L'initiative revient au laboratoire Œnofrance qui a souhaité développer la méthode ancestrale dans le Pays nantais pour attirer une nouvelle clientèle dans les caveaux de vente. « La jeune génération a l'habitude de boire des bulles avec beaucoup de sucre. Les méthodes ancestrales sont une porte d'entrée pour les amener au vin », argumente Marlise Guérin, d'Œnofrance Val de Loire, à Tournebride (Loire-Atlantique). Avec l'appui des Vignerons indépendants, ce laboratoire a proposé aux viticulteurs une méthode adaptée aux caractéristiques du vignoble.

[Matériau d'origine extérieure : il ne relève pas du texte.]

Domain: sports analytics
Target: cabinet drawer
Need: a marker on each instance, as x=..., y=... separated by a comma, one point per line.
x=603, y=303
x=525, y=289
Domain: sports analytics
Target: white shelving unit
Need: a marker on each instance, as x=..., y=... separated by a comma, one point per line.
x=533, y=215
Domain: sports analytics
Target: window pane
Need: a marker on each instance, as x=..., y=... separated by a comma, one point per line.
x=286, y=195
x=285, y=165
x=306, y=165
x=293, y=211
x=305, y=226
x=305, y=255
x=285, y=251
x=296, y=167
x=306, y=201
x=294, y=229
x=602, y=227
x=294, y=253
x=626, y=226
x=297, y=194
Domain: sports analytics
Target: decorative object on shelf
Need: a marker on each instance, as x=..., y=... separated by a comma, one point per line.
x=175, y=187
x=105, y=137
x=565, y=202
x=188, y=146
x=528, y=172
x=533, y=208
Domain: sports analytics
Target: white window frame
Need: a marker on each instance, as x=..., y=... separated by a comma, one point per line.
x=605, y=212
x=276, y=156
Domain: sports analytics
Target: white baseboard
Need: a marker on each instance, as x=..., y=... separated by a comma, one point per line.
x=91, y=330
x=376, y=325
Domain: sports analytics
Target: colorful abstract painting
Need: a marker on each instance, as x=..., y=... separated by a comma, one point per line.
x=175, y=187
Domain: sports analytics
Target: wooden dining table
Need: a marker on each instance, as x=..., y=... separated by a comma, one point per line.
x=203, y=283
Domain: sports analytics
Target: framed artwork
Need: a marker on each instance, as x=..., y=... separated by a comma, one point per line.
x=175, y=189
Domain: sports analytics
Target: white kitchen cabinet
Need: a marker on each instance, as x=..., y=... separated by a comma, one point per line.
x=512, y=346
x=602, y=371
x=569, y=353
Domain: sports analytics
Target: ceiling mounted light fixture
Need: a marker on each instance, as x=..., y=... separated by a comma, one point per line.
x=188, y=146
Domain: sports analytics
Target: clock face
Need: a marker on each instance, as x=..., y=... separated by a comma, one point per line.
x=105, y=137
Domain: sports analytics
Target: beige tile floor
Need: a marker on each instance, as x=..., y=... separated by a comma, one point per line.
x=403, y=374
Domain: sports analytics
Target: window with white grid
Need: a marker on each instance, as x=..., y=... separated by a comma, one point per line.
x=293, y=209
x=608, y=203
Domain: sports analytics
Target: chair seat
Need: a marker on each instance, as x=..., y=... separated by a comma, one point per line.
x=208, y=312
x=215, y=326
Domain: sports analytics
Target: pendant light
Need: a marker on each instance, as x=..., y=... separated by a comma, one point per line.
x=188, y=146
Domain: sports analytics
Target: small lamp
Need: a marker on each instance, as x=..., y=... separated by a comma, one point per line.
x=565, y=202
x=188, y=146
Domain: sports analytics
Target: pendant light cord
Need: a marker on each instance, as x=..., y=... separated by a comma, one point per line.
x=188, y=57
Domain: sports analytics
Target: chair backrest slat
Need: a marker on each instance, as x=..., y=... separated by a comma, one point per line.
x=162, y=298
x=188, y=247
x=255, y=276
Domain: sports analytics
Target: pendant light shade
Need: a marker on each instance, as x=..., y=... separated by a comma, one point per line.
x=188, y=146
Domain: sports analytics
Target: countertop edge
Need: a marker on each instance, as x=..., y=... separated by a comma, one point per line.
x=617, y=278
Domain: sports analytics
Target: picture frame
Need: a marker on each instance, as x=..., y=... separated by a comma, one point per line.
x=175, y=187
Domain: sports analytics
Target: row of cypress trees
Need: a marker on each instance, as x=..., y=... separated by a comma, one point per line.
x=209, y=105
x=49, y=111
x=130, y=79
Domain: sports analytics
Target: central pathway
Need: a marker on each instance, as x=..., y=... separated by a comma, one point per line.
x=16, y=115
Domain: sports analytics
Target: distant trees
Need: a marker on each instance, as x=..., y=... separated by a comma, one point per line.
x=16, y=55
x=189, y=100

Une vingtaine de producteurs ont tenté l'expérience cette année, parmi lesquels Dominique Hardy, qui exploite 38 ha de vigne au domaine de la Grange, à Mouzillon (Loire-Atlantique), et vend 80 % de sa production en bouteille. « Je suis parti avec le gamay, car je voulais un vin à petit degré, indique-t-il. Du point de vue réglementaire, je produis un Vins mousseux de qualité de type aromatique (VMQTA) dont le degré minimal est fixé à 7,5 % vol. Avec les autres cépages, je tombais dans la catégorie des vins mousseux, dont le degré minimal est de 9 % vol. Pour cette première année, j'ai vinifié 20 hl qui ont donné 3 000 bouteilles d'une nouvelle cuvée que j'ai baptisée Oser (prix de vente au caveau : 8 € la bouteille). Le produit plaît bien, c'est un bon complément de gamme. Mais je vais attendre de voir comment il évolue avant d'augmenter les quantités. »

L'indice de prise de mousse, un outil utile

Mis au point il y a une quinzaine d'années par l'Inra de Montpellier avec le syndicat des producteurs de méthode ancestrale de Limoux, l'indice de prise de mousse est un précieux outil. Il permet d'apprécier la fermentescibilité des vins avant la prise de mousse.

« Nous le réalisons avant le collage, juste après l'arrêt de la première fermentation », explique Guilhem Marty, le directeur technique des caves Sieurs d'Arques. Le test consiste à mesurer la consommation du sucre résiduel en conditions standardisées. S'il est inférieur à 10, la prise de mousse sera difficile. Mieux vaut assembler ce moût avec un autre dont l'indice est plus élevé. Si l'indice est compris entrez 10 et 20, la prise de mousse devrait s'effectuer dans les meilleures conditions. Si l'indice est supérieur à 20, la prise de mousse risque d'être trop rapide. Il convient de poursuivre la fermentation en cuve pour revenir à un indice inférieur à 20.